VisitEngland data reveals top free and paid-for attractions in 2022

Featured Image: Grant Ritchie on Unsplash

VisitEngland has revealed data which demonstrates the most visited free and paid attractions across England during 2022.

Across the country, the most visited attractions were the free Natural History Museum and the Tower of London, which costs £33.60 (€39/$43) per adult and £16.80 for children aged between five and 15. 

The data follows a separate report from the Association of Leading Visitor Attractions (ALVA), which was published earlier this year and named the Natural History Museum the most visited UK museum in 2022. 

Regionally, the North West’s most popular free attraction was World Museum Liverpool, while the top paid attraction was Windermere Lake Cruises.

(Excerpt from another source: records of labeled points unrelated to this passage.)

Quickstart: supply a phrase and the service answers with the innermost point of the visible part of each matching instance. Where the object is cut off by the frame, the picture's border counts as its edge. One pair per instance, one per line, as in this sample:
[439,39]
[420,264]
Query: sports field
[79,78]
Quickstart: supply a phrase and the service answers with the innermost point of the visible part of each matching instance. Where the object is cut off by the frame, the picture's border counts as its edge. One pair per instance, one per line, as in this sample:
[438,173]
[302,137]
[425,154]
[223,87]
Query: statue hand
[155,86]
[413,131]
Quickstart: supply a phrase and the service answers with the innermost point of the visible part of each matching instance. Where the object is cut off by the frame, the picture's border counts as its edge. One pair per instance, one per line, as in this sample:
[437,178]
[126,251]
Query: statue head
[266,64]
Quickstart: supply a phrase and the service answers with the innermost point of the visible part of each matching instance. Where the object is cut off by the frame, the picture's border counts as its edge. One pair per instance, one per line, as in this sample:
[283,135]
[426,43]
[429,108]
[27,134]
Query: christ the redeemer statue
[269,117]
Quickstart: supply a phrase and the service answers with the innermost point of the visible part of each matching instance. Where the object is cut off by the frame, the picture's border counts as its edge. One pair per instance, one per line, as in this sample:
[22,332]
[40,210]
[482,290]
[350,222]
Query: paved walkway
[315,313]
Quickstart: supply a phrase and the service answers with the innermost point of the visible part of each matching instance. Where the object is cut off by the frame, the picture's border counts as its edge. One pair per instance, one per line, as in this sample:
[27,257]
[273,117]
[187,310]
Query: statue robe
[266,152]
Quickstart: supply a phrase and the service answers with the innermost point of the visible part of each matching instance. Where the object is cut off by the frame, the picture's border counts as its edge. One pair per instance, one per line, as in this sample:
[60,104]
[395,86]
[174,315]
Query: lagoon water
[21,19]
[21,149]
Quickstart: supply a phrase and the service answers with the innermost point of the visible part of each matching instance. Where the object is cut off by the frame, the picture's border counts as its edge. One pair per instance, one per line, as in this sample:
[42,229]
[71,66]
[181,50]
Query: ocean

The North East’s BALTIC Centre for Contemporary Art was the top free attraction, while Beamish, The Living Museum of the North was the top paid. 

The National Railway Museum in York was the top free attraction in Yorkshire and the Humber, while Cannon Hall Farm was the top paid. The West Midland’s Midlands Art Centre was the most popular free attraction and Attingham Park was the highest paid. East Midland’s Lincoln Castle (grounds) was the top free attraction and Chatsworth was the top paid. Across the East of England Abbey Gardens in Bury St Edmunds was the top free visitor attraction, while Adventure Island in Southend was the top paid. 

Brighton Pier and RHS Garden Wisley were the top free and paid attractions in the South East, and Arnos Vale Cemetery Trust in Bristol and Stonehenge were the top free and paid-for attractions in the South West. 

The data has been published as part of the ‘Visitor Attraction Trends in England 2022’ research from VisitBritain and VisitEngland. The report also includes data from other attractions such as country parks, farms, gardens, historic houses, museums, art galleries and places of worship. 

VisitEngland also noted that post-pandemic recovery for museums and art galleries had been much slower than the sector average up to the end of 2021, but caught up in 2022. Last year saw a 114% increase in visitor admissions. 

In contrast, country parks had been the least affected attraction during the COVID-19 pandemic, but saw a decline of -2% in 2022.